Quatre mois plus tard, le FGM détecte des difficultés et un grand renfermement sur lui-même de la part de Jorge et ce, notamment, suite à des difficultés administratives majeures qui ne lui permettent pas de faire avancer sa situation. A ce moment, le FGM nous recontacte et nous nous mettons d’accord sur l’intérêt d’une consultation psychologique auprès du psychologue du centre Transit, ce suivi ne pouvant être assuré par le FGM qui n’a pas de psychologue dans l’équipe. Le patient est demandeur d’un suivi psychologique. Il sera accompagné pour le premier rendez-vous par l’assistant social du FGM et un entretien avec tous les acteurs permettra de mettre en évidence les difficultés rencontrées par tous dans la situation du moment. Cet entretien débouchera sur quelques consultations psychologiques au sein du centre Transit qui le réorientera finalement vers une solution plus adaptée d’un point de vue psychothérapeutique.
La situation d’Ali
Ali est orienté au FGM par le centre Transit. Il y a passé quelques jours suite à un conflit conjugal. Ali se décrit comme étant un ancien consommateur d’alcool et d’héroïne, actuellement stabilisé par un traitement de substitution. Les travailleurs sociaux de Transit le connaissent peu. Il est très discret et ne manifeste aucun problème de comportement et de consommation.
Ali souhaite intégrer le FGM afin de pouvoir occuper ses journées et de continuer ses démarches dans l’optique d’obtenir un article 60. Les deux premiers mois d’hébergement se déroulent de manière positive au sein du Foyer, à savoir qu’il remet rapidement sa situation socio-administrative en ordre, semble stabilisé au niveau de sa consommation et il est probable qu’il débute un article 60 durant le courant du mois de novembre.
En septembre, Ali renoue avec son ex-compagne qui souhaite qu’il emménage de nouveau avec elle. Ali ne sait quelle position adopter par rapport à cette proposition et se laisse un temps de réflexion. A cette époque, les assistants sociaux du FGM constatent un changement d’attitude : Ali est beaucoup plus nerveux, il est moins impliqué dans son occupation, des conflits fréquents naissent avec les autres hébergés.

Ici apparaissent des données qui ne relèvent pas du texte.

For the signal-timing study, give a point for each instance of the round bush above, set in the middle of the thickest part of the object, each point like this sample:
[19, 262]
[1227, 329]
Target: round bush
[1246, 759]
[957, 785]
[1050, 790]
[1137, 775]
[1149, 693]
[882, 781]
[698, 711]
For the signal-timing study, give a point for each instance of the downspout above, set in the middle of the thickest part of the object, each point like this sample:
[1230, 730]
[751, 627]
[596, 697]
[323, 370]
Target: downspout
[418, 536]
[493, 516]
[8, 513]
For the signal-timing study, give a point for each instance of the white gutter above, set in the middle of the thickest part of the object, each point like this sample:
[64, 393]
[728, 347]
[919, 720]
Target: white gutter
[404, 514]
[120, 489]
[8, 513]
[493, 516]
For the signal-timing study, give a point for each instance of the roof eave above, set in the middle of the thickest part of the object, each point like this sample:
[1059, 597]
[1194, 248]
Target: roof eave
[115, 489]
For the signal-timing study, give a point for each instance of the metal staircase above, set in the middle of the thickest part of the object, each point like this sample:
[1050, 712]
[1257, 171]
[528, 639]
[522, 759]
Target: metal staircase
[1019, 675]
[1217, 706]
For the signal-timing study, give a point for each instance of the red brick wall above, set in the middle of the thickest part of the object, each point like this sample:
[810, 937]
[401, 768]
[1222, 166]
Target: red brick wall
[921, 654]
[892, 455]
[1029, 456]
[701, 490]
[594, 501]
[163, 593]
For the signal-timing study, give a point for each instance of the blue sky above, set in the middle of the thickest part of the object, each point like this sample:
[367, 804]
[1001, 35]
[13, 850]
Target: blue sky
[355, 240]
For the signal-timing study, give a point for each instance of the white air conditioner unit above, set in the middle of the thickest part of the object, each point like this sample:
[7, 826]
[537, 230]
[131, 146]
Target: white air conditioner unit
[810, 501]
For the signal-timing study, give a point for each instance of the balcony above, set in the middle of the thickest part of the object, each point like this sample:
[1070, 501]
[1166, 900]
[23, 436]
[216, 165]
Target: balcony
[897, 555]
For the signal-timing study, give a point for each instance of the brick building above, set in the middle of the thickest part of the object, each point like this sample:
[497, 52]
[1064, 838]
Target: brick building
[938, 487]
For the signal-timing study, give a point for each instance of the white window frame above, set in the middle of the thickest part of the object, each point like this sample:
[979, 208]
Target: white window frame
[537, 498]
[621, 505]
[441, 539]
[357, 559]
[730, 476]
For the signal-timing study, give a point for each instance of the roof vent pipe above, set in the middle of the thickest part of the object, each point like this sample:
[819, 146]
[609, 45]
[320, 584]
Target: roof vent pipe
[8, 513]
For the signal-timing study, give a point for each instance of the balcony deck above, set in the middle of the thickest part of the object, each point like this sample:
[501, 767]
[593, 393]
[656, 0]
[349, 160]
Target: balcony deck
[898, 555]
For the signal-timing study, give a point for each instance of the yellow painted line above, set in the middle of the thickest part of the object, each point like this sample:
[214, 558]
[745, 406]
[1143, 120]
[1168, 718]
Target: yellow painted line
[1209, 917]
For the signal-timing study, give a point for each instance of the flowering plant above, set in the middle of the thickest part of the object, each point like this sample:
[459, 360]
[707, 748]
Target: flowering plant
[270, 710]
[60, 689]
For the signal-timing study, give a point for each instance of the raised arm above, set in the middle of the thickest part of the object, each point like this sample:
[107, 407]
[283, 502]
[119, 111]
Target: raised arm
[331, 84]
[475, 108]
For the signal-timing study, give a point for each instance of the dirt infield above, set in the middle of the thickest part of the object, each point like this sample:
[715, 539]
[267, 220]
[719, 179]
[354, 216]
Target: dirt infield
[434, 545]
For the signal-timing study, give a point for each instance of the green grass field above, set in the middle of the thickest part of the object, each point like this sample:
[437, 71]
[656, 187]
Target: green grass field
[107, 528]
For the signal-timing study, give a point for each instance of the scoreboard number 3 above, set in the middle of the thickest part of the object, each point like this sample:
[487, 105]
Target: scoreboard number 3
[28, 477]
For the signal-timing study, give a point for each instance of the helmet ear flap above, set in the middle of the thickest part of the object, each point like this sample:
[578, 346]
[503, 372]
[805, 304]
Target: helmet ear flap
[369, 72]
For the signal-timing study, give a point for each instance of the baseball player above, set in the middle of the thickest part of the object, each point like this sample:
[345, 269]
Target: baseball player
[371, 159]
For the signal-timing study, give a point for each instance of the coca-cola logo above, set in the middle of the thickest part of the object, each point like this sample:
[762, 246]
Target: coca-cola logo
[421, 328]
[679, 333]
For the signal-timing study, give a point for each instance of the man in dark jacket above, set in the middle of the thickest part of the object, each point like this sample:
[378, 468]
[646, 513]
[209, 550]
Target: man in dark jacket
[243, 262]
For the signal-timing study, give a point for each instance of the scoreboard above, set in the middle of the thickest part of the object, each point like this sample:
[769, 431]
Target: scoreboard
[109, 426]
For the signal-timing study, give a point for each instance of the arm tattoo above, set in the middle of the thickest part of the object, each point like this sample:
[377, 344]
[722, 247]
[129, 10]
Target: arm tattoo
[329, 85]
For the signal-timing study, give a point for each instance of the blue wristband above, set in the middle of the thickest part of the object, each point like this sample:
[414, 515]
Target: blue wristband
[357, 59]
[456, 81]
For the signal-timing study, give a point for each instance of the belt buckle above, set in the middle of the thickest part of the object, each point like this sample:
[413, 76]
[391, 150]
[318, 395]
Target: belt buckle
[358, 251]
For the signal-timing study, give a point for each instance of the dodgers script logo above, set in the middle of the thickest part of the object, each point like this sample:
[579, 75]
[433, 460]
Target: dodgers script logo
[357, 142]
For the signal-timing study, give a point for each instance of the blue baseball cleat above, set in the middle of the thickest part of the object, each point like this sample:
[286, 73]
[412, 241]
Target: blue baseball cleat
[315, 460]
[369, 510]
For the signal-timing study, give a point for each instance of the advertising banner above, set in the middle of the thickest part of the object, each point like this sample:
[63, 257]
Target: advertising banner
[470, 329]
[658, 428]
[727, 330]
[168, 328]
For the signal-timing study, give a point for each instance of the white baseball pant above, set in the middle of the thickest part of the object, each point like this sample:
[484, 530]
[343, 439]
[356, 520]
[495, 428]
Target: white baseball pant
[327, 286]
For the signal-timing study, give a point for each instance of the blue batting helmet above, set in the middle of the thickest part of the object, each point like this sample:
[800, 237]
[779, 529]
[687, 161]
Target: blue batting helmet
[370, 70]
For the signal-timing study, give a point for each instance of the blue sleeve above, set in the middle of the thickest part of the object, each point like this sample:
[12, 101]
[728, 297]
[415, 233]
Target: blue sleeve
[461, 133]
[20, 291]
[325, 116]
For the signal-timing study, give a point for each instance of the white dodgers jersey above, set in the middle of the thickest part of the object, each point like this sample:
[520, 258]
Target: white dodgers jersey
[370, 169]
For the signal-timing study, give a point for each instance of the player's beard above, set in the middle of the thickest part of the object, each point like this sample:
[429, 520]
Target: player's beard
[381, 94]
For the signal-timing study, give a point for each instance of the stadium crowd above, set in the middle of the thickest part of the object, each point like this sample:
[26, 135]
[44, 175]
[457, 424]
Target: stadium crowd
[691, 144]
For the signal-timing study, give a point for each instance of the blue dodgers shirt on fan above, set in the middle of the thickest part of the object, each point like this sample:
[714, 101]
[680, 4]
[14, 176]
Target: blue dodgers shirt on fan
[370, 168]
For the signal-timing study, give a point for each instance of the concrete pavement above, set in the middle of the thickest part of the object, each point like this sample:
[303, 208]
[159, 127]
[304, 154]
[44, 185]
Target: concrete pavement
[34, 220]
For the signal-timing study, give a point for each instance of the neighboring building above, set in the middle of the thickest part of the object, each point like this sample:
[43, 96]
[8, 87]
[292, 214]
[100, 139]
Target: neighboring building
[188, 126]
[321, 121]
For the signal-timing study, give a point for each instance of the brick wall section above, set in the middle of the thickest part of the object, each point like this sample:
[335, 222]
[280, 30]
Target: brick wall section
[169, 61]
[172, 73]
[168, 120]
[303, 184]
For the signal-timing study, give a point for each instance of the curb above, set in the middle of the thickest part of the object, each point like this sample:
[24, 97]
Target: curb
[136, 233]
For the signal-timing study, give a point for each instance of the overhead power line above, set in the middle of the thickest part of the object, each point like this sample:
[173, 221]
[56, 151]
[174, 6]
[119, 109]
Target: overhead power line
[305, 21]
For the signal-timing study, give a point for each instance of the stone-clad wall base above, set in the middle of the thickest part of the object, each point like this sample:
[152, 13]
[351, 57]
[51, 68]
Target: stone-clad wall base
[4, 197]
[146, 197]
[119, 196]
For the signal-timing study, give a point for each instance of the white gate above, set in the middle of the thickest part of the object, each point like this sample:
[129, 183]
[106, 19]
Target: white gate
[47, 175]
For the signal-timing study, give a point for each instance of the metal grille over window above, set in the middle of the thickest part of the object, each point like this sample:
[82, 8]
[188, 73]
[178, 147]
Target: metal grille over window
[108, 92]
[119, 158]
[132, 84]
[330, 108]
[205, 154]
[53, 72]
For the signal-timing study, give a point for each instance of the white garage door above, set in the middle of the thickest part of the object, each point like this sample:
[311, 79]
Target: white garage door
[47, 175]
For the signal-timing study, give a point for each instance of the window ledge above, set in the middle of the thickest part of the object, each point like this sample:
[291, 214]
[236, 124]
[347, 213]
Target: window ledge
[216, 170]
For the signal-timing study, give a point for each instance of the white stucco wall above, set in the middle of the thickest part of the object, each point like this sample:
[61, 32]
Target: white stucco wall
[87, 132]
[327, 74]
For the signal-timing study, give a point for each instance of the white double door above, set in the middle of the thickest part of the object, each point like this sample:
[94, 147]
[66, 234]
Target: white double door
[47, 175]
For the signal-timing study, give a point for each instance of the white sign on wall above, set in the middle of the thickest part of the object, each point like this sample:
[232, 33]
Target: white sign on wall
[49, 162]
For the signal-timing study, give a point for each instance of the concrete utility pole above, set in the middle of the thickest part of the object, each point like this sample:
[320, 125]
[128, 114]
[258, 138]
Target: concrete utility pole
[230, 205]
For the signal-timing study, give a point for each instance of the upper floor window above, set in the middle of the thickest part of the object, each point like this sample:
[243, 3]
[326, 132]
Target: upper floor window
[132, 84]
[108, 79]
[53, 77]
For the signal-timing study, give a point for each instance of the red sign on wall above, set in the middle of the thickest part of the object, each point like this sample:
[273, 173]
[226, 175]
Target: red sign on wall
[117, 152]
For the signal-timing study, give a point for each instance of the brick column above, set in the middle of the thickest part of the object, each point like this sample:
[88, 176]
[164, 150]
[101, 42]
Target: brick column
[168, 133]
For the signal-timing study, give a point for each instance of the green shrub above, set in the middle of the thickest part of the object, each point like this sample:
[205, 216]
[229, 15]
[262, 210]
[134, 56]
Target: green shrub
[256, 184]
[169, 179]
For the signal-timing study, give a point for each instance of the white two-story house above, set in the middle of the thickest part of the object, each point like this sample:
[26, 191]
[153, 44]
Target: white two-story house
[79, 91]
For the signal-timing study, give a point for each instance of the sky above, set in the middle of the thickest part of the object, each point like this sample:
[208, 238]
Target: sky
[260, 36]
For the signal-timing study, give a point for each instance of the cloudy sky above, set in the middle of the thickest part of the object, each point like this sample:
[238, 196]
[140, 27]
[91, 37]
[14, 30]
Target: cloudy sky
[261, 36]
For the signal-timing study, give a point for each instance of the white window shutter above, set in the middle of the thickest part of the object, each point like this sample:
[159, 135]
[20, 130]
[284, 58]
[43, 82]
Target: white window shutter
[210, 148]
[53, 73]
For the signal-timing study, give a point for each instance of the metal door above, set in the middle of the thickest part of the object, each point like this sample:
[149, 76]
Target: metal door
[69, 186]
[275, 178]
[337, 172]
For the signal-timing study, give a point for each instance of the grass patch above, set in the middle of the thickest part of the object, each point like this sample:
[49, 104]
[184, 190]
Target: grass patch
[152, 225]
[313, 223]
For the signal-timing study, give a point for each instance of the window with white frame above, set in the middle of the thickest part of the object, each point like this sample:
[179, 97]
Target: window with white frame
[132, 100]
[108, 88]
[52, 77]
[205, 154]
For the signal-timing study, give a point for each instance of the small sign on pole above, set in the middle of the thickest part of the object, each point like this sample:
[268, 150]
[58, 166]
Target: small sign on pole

Ses référents le voient à plusieurs reprises pour faire le point et l’aider à gérer cette situation. Toutefois, la situation se détériore : l’équipe constate qu’il ne prend plus sa médication de manière assidue. Il rentre régulièrement sous l’influence de produits, semble avoir consommé sur son lieu d’occupation et des hébergés se plaignent de vols, de rackets et de deals au sein de l’institution.
L’équipe le confronte à son attitude et lui renvoie que s’il ne se remet pas en question par rapport à sa consommation, il y a un risque de sanction et de fin de prise en charge. Ali maintient qu’il ne consomme pas. Vu le peu de remise en question, les assistants sociaux du FGM lui laissent une semaine pour qu’il trouve un autre lieu d’hébergement. Toutefois, ils lui proposent également, avec l’accord des travailleurs sociaux de Transit, une réorientation vers leur centre avec un retour possible au FGM par la suite, s’il se stabilise et se remet en question par rapport à sa consommation.
Ali accepte de retourner à Transit. Après une dizaine de jours, Ali reprend contact avec son référent du FGM et exprime le souhait de réintégrer le foyer. Il expliquera qu’il y a passé un séjour qui lui a permis de se remettre en question et qu’il se sent mieux suite à ce séjour. Le référent du centre Transit confirmera que le séjour s’est bien déroulé. L’équipe du FGM décide de le revoir en entretien d’accueil où les difficultés de l’hébergement précédent sont abordées. Ali exprime qu’il a pris conscience à Transit qu’il n’avait pas été « collaborant » avec l’équipe du FGM et que le fait de se voir offrir l’opportunité de revenir au sein du Foyer, lui a permis de se rendre compte que l’équipe était présente pour l’aider.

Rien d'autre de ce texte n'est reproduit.